Quelquefois le malade suscite et organise, si l'on peut dire, ses propres tourments. C'est ce que montre l'exemple suivant rapporté par H. Claude et Lévy-Valensi dans leur ouvrage Les États Anxieux. Il s'agit d'une jeune fille belge qui décrit l'état dans lequel elle est tombée à la suite de chocs émotionnels provoqués par une mésentente familiale.
« Mon esprit, toujours malgré ma volonté, ne peut sup-porter un instant de bonheur et cherche toujours des pensées anormales pour me faire souffrir.
Si je vois qu'une pensée ne procure en moi aucune souffrance, je l'abandonne; si je sens qu'elle doit me porter préjudice, m'empêcher d'arriver à un but, de prendre un plaisir, mon esprit s'y cramponne comme pour me torturer, et, quoi que je fasse, je ne puis détacher ma pensée de cette idée torturante. Mon esprit se complaît ainsi à se torturer malgré ma volonté consciente.

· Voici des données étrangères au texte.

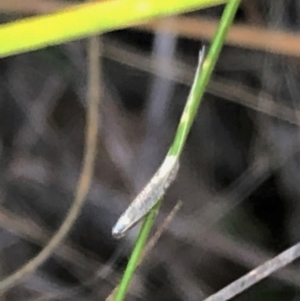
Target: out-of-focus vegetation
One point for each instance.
(239, 175)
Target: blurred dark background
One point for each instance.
(239, 177)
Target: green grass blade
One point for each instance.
(136, 253)
(86, 20)
(201, 80)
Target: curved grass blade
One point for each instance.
(198, 88)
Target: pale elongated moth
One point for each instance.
(162, 179)
(148, 197)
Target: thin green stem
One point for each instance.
(201, 80)
(87, 19)
(136, 254)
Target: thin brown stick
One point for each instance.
(250, 37)
(257, 274)
(93, 96)
(227, 89)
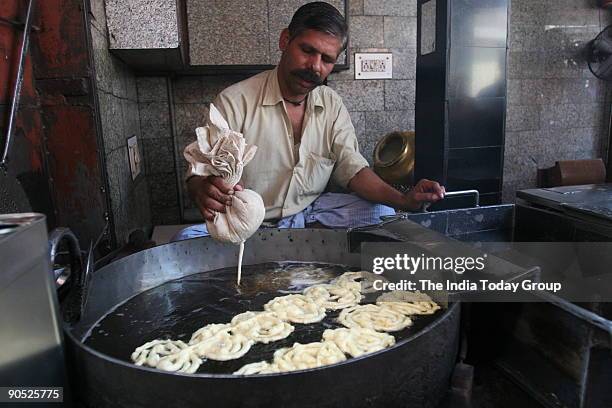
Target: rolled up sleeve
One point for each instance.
(346, 149)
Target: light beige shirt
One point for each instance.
(328, 147)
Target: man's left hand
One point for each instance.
(424, 192)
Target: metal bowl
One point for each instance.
(394, 157)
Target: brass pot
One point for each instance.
(394, 157)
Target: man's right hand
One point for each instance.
(211, 194)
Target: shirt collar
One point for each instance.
(272, 94)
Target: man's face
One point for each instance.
(307, 59)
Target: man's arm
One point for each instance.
(369, 186)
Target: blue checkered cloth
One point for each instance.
(333, 210)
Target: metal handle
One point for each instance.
(18, 83)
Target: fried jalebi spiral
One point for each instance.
(296, 309)
(358, 341)
(208, 331)
(185, 361)
(333, 297)
(262, 327)
(223, 346)
(150, 353)
(373, 317)
(409, 309)
(311, 355)
(362, 281)
(261, 367)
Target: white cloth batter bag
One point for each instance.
(219, 151)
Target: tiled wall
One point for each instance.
(119, 115)
(557, 110)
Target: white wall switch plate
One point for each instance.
(373, 65)
(134, 156)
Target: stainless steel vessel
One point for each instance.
(30, 325)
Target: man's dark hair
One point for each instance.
(319, 16)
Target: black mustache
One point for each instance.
(307, 75)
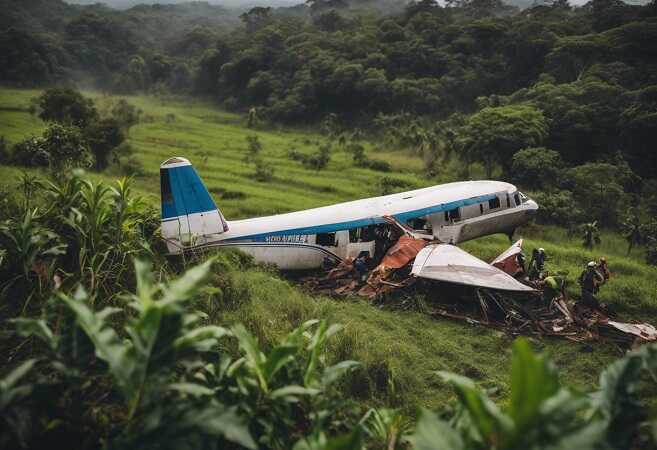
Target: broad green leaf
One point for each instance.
(146, 286)
(590, 437)
(293, 390)
(193, 389)
(202, 338)
(187, 285)
(277, 358)
(38, 328)
(219, 421)
(333, 373)
(117, 354)
(431, 433)
(533, 381)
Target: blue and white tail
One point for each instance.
(189, 215)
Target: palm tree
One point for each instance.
(632, 231)
(590, 234)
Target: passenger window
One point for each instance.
(417, 224)
(325, 239)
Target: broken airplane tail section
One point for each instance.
(188, 210)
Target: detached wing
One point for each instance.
(444, 262)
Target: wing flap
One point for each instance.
(444, 262)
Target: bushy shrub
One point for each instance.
(5, 155)
(30, 153)
(132, 167)
(67, 106)
(253, 148)
(537, 168)
(319, 159)
(390, 185)
(264, 171)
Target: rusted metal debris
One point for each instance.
(517, 314)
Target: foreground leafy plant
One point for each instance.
(542, 413)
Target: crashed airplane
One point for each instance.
(444, 214)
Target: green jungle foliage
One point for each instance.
(106, 343)
(113, 346)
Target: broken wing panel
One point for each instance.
(443, 262)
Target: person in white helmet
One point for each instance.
(589, 281)
(537, 263)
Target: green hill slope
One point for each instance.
(400, 350)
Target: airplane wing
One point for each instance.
(444, 262)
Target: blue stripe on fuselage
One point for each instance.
(348, 225)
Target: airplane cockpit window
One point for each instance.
(165, 186)
(325, 239)
(417, 223)
(455, 214)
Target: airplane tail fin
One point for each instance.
(189, 215)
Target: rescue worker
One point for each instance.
(361, 266)
(552, 287)
(603, 269)
(537, 264)
(520, 260)
(589, 281)
(541, 258)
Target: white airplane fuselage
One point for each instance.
(451, 213)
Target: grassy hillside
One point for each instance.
(400, 349)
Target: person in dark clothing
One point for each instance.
(589, 281)
(361, 265)
(537, 263)
(541, 258)
(552, 286)
(603, 269)
(521, 260)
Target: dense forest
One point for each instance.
(108, 343)
(560, 99)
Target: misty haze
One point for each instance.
(328, 225)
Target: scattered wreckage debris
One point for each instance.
(488, 295)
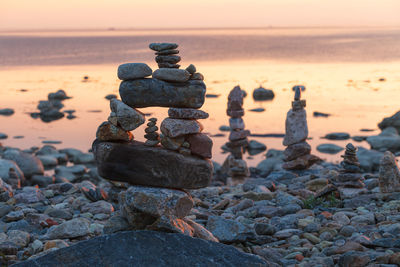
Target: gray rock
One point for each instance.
(128, 118)
(29, 164)
(177, 127)
(337, 136)
(6, 111)
(70, 229)
(162, 46)
(296, 127)
(263, 94)
(172, 75)
(131, 71)
(389, 174)
(229, 231)
(329, 148)
(187, 113)
(140, 247)
(388, 139)
(152, 92)
(142, 206)
(138, 164)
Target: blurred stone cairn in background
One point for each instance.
(297, 155)
(236, 167)
(158, 174)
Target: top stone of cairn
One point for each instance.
(162, 46)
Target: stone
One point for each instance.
(171, 75)
(128, 118)
(296, 150)
(329, 148)
(261, 94)
(152, 92)
(29, 164)
(389, 174)
(109, 132)
(178, 127)
(151, 166)
(200, 145)
(229, 231)
(142, 206)
(187, 113)
(301, 163)
(131, 71)
(337, 136)
(296, 127)
(69, 229)
(162, 46)
(171, 250)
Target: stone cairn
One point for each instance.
(297, 155)
(350, 174)
(158, 175)
(237, 167)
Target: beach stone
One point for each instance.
(171, 250)
(152, 92)
(131, 71)
(296, 150)
(229, 231)
(6, 111)
(329, 148)
(389, 174)
(296, 127)
(263, 94)
(187, 113)
(162, 46)
(200, 145)
(171, 75)
(128, 118)
(69, 229)
(151, 166)
(178, 127)
(29, 164)
(109, 132)
(142, 206)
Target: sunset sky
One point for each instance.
(53, 14)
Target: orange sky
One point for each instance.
(53, 14)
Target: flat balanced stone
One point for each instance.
(177, 127)
(171, 74)
(152, 92)
(162, 46)
(130, 71)
(138, 164)
(145, 248)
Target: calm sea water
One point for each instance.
(341, 69)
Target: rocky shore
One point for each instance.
(293, 209)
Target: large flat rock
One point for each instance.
(145, 248)
(142, 93)
(138, 164)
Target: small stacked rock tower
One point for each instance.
(350, 174)
(297, 155)
(238, 136)
(159, 173)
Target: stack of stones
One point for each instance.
(237, 167)
(297, 155)
(350, 174)
(158, 175)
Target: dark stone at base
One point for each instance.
(142, 93)
(145, 248)
(138, 164)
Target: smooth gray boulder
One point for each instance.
(138, 164)
(131, 71)
(143, 93)
(145, 248)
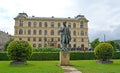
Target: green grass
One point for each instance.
(90, 66)
(31, 67)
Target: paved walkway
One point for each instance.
(70, 69)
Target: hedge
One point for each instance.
(55, 56)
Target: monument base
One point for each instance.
(64, 58)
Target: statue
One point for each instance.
(65, 36)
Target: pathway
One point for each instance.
(70, 69)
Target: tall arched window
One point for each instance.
(74, 25)
(82, 33)
(34, 24)
(34, 32)
(29, 24)
(81, 24)
(45, 32)
(74, 33)
(40, 32)
(45, 24)
(20, 31)
(40, 24)
(52, 32)
(21, 22)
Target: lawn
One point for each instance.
(32, 67)
(90, 66)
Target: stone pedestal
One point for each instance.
(64, 58)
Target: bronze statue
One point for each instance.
(65, 36)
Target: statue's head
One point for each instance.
(64, 23)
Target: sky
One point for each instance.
(103, 15)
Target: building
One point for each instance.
(4, 37)
(43, 31)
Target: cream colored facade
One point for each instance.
(43, 31)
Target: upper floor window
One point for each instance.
(40, 32)
(20, 31)
(74, 32)
(29, 24)
(34, 32)
(74, 25)
(40, 24)
(40, 39)
(52, 24)
(82, 33)
(45, 24)
(81, 24)
(34, 39)
(59, 25)
(82, 40)
(34, 24)
(52, 32)
(21, 22)
(45, 32)
(29, 32)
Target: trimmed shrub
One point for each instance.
(45, 56)
(104, 51)
(19, 50)
(7, 43)
(46, 49)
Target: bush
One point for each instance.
(19, 50)
(46, 49)
(7, 43)
(104, 51)
(45, 56)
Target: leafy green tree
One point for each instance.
(94, 43)
(7, 43)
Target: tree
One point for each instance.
(94, 43)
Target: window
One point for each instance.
(21, 22)
(40, 39)
(52, 32)
(40, 24)
(74, 39)
(29, 32)
(74, 25)
(74, 33)
(34, 24)
(20, 31)
(69, 26)
(34, 45)
(45, 24)
(28, 39)
(45, 32)
(52, 24)
(34, 32)
(58, 39)
(39, 45)
(74, 45)
(45, 39)
(40, 32)
(58, 25)
(34, 39)
(29, 24)
(58, 45)
(20, 38)
(82, 33)
(82, 40)
(52, 39)
(81, 24)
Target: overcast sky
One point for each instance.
(103, 15)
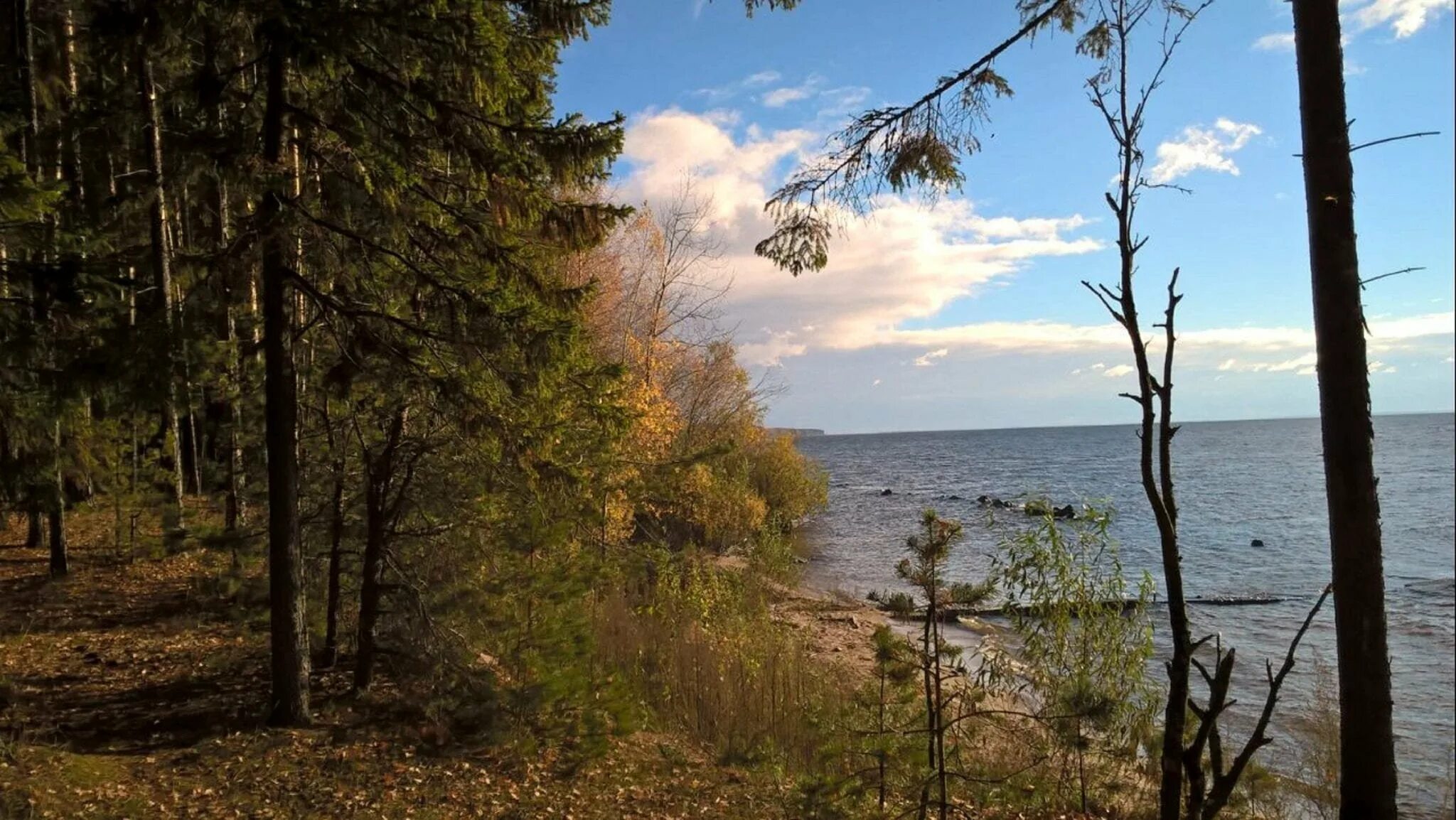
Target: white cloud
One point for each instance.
(1276, 43)
(1404, 16)
(783, 95)
(771, 352)
(717, 95)
(1200, 148)
(903, 261)
(929, 357)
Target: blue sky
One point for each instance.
(967, 312)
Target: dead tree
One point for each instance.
(1184, 788)
(1368, 777)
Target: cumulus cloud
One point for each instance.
(901, 261)
(717, 95)
(893, 271)
(771, 350)
(1283, 41)
(929, 357)
(783, 95)
(1403, 16)
(1204, 149)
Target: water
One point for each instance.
(1236, 482)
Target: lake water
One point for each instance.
(1236, 482)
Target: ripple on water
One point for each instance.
(1238, 481)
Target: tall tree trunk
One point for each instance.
(372, 586)
(60, 566)
(70, 169)
(1368, 777)
(162, 281)
(34, 531)
(331, 634)
(286, 589)
(379, 475)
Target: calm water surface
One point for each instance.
(1236, 482)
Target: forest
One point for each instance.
(363, 456)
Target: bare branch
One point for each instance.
(1391, 274)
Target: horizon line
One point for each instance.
(1449, 411)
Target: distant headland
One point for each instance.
(797, 431)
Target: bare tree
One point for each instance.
(1368, 775)
(1196, 779)
(673, 283)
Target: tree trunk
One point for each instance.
(232, 413)
(370, 590)
(286, 590)
(379, 475)
(34, 531)
(1368, 775)
(331, 635)
(60, 567)
(162, 281)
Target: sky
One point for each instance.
(965, 311)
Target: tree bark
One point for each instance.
(34, 531)
(370, 589)
(379, 475)
(1368, 775)
(162, 281)
(331, 634)
(55, 514)
(286, 590)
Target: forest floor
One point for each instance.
(134, 688)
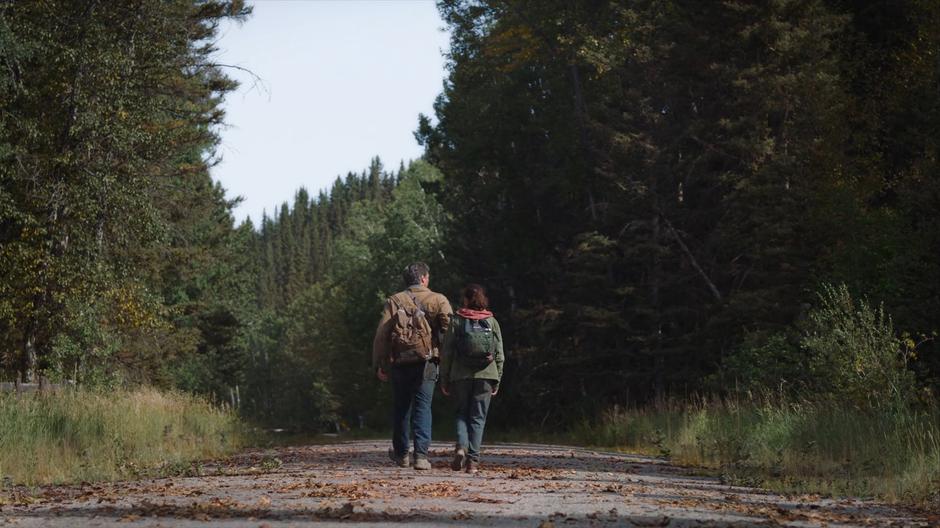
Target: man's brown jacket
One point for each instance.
(437, 309)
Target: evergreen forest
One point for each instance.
(664, 198)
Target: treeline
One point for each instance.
(655, 192)
(118, 255)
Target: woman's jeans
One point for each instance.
(472, 398)
(413, 389)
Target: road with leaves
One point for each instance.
(355, 484)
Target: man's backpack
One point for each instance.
(476, 343)
(411, 333)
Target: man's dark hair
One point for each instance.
(413, 273)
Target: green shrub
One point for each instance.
(845, 351)
(854, 352)
(805, 446)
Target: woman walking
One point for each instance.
(471, 367)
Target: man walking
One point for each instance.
(406, 349)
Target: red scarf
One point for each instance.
(474, 315)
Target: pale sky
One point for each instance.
(341, 82)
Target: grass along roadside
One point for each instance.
(800, 447)
(81, 435)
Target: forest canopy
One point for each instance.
(663, 197)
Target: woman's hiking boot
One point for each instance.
(400, 461)
(460, 458)
(422, 462)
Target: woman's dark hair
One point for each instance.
(474, 297)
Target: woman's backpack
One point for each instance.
(476, 343)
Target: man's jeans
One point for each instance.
(413, 388)
(472, 398)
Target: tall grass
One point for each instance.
(85, 436)
(890, 453)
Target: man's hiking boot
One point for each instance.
(460, 457)
(400, 461)
(422, 462)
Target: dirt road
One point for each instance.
(355, 483)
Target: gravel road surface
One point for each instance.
(354, 483)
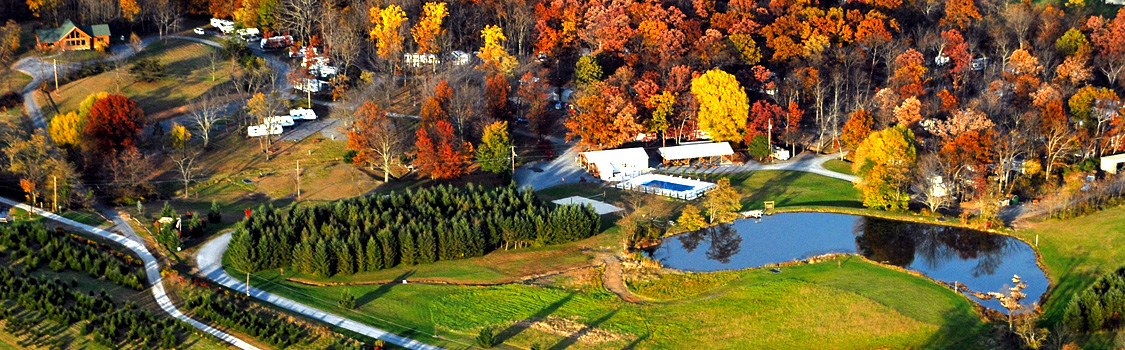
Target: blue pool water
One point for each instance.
(668, 186)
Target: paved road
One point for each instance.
(804, 162)
(209, 260)
(151, 268)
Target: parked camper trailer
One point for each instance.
(303, 114)
(223, 25)
(276, 42)
(255, 131)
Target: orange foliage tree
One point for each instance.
(439, 155)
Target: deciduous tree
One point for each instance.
(857, 128)
(723, 106)
(113, 124)
(884, 162)
(960, 14)
(66, 129)
(376, 138)
(495, 150)
(428, 29)
(493, 55)
(386, 30)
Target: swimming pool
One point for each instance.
(668, 186)
(676, 187)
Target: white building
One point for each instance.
(719, 151)
(615, 164)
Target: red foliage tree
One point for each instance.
(439, 155)
(113, 124)
(763, 115)
(496, 92)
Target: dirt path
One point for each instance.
(613, 280)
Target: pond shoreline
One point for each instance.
(977, 296)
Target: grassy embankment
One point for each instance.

« Ainsi, l'an dernier, j'étais en projet de mariage avec un jeune homme. Toutes les fois que ce dernier venait me voir, mon esprit ne pouvait s'abstenir de chercher quelque chose pour m'empêcher d'être normale; la plupart du temps je choisissais l'obsession de bégayer, toujours malgré ma volonté; je cherchais de toutes mes forces à repousser cette idée, rien n'y faisait. Pendant toute la durée de la visite, je souffrais atrocement, ne pouvant chasser cette pensée; après la visite, l'obsession (si je peux appeler cela une obsession) disparaissait d'elle-même sans que je tisse pour cela le moindre effort. »
L'affaiblissement de la volonté peut se traduire égale-ment par un défaut d'attention comme cela a lieu à un degré élevé chez les idiots et chez les crétins.